Today is a very sad day. I lost a good friend today, a faithful companion, a loving part of our family. Teddy died today at approximately 8 AM in the morning.
My husband called me at work, in a panic, and informed me that when they were taking their usual walk this morning around our block, Teddy, my 8 year old Bichon Frise, got out of his leash because he saw two big dogs across the street. In his attempt to bark at the two dogs, he got out of his leash, slipped through his neck collar (which was new and I just bought yesterday), and ran across the street. In a matter of seconds, a fast approaching car ran over him, one of the tires hit him through the stomach. The car didn't even stop.
My husband was in shock. He carried Teddy home, he was still alive but barely moving. Teddy was looking at him calmly but in pain, and before they reached home, Teddy passed away. He took him to the vet, but there was nothing else they could do.

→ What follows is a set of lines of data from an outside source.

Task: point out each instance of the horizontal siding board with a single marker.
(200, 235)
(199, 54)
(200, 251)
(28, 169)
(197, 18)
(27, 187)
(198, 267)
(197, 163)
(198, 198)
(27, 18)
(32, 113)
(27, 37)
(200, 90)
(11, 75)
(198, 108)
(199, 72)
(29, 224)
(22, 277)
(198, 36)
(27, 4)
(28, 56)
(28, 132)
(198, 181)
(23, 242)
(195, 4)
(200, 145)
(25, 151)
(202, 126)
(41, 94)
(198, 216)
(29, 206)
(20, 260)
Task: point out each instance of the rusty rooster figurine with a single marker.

Tears starting streaming down my cheeks as soon as I put the phone down and headed home. I cried out loud all way from Los Angeles to Anaheim. I was hoping and praying that he was just injured and that he was going to be okay. I had this sick feeling in my stomach. I was so filled with grief.
There are so many, "I should have known better....I shouldn't have bought him a new collar chain....We could have trained him better so he would be more friendly with other dogs...." regrets going through our heads. My husband and I are incredibly sad. Teddy was my first rescue dog. I took him home with me on my very first trip to the pound. There was something in his eyes, I couldn't dare leave him there. I had to take him home. There was a part of me, that said, he was supposed to be mine. The pound was going to put him to sleep, if no one adopts him. He was a stray, they found him wandering on the streets of Riverside. He was so skinny, so dirty, so scared. When I took him home, he was so hungry that he ate the whole can of dog food so fast, like he has never eaten before.
I remember, how he wouldn't let me touch him the first few weeks, he would scower low to the floor, afraid that I would hurt him (his previous owner probably did). He didn't trust people. God knows what he has been through.
With love and patience, he started to trust again, and he loved us. Boy, did he love us! He was thankful that he was part of our family. He would follow me around the house. He would wait for hours under my office chair, until I got back from school. My husband taught him how to kiss, and lick our faces. He would pick up a tennis ball, and drop it by our feet, in a shameless effort to force us to play fetch with him. He would pace up and down by our side, signaling us that it is time for a walk. He contently sat by our sides, and was happy just to be near my husband and I. Our schedules rotated around our dogs.
We loved Teddy, as if he was our child, as if he was a person. We were so incredibly attached to him emotionally, and now that he is gone, I don't even know how to cope. He was eight years old, and I knew he'll have to leave us someday....I just didn't imagine it'll be this way, or that it'll be this soon. Gosh, this is going to be so difficult. No one else could have loved a dog, as much as I loved mine.
I hugged his lifeless body at the vet's office, and my heart was so filled with grief. I didn't know what to do with myself....I know, it sounds weird, but for us, he wasn't just a pet...he was an integral and significant part of our lives, he was family, he was my baby.
I am going to miss him so much. It is going to be awhile before our household goes back to normal again. It will never be the same again.
Teddy, my heart, my love, my joy always. Mama loves you. I am going to miss you so so so much.

2 comments:
I'M SO SORRY TO HEAR SUCH A SAD NEWS, JESS!!!! Just from reading your blog, I can sense how heartbroken you are. So sorry.
I'm very sorry Ate G.
I was just thinking about him the other day when I was playing with Macho, a smaller version of Teddy.
He'll be missed as he goes to puppy heaven.